1.3. Contributions and Motivations

Our main contributions can be listed as follows:(i)The proposed method (TBSDEEC) is a DEEC-based, energy efficient three-level heterogeneous clustering model named TBSDEEC for distributed sensor networks.(ii)The proposed method uses an EDDEEC-like network model. However, while the energy consumption model is designing, the threshold energy level differs from other protocols.(iii)In this study, we describe a balanced value called threshold balanced sample energy (TBSE) which was proposed and contributed to the calculation of the threshold value.(iv)Contrary to other studies, the model we proposed provides more accurate and precise solutions for the selection of the CH and the threshold value using the more balanced and sampled average energy of the network and remaining energy of the nodes.(v)In this study, the threshold value was better adjusted and CH selection was made faster. In this way, the energy of all heterogeneous nodes has been utilized as much as possible.

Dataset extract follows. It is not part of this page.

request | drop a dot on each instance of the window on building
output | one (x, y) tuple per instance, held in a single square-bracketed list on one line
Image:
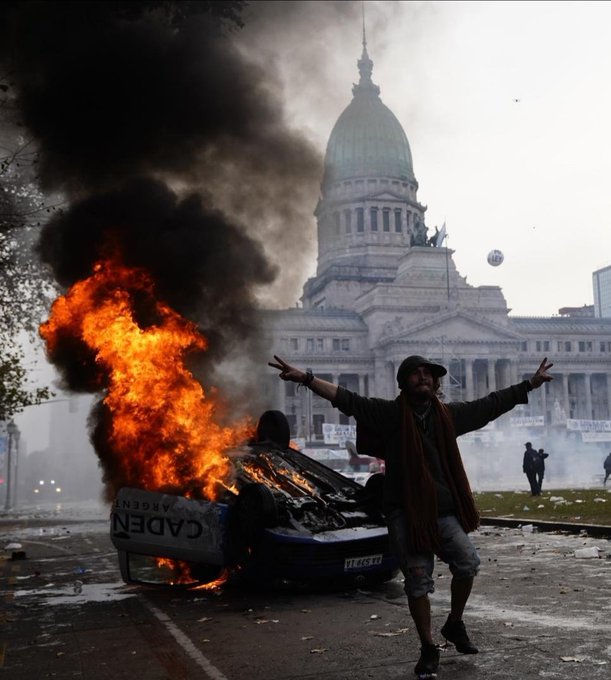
[(398, 221), (292, 418), (348, 221), (360, 219), (317, 422), (386, 219), (374, 219)]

In this study, designing the threshold energy model, unlike heterogeneous algorithms such as other DEEC, EDEEC, EDDEEC, HDEEC, and TBSE is derived from both a mean and a residual energy of a node in the network. In this study, the proposed model was compared with DEEC, EDEEC, and EDDEEC as two different simulations using the MATLAB program for network performance, throughput of the network, energy consumption of the system, number of packets received by BS, and average latency. Also, the proposed model was compared with EH-WSN and ABCO for alive nodes in the network and energy consumption of the system as different simulations. All the parameters used in programming the three methods are identical. The results show that the proposed model prolongs the network lifetime and is better than the other three clustering protocols in terms of energy efficiency.

The rest of the paper is listed as follows: Section 2 presents the basis of the energy efficient model in detail on behalf of the three protocols and proposed model. Proposed model is presented in a separate Section 3. Simulation design and comparison of the results are presented in Section 4. Finally, Section 5 concludes the paper in briefly.

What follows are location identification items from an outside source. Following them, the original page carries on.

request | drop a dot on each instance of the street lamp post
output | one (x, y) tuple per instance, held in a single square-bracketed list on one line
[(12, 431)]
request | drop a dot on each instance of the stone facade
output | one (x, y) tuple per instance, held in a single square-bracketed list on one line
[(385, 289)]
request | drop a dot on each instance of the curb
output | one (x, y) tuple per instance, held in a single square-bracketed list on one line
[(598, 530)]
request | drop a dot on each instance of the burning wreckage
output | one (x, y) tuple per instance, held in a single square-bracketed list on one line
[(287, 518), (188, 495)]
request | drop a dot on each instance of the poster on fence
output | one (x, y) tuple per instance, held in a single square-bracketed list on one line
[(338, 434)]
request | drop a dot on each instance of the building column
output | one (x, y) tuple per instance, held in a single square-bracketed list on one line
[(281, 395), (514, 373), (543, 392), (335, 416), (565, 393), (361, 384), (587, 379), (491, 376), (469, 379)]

2. Energy Efficient Modelling

Clustering is important when designing energy efficient WSN models. The components of the clustering network structure are explained as follows: sensor nodes perform tasks such as data detection, data memory management, data routing, and processing of the data. Clusters are the collection units of the WSNs. Large sensor networks should be divided into clusters to perform energy efficient WSNs. Cluster heads (CHs) are the leaders of the clusters. CHs implement activities can be grouped into data aggregation, communication organization within the cluster, and communication with the base station (BS). BS sensor node is the point where data obtained from the network is collected. BS provides communication link between end user and sensor network. The end user is a person accessing the WSN and using the obtained data in various applications [24].

Figure 1 shows a clustering structure heterogeneous model in WSNs.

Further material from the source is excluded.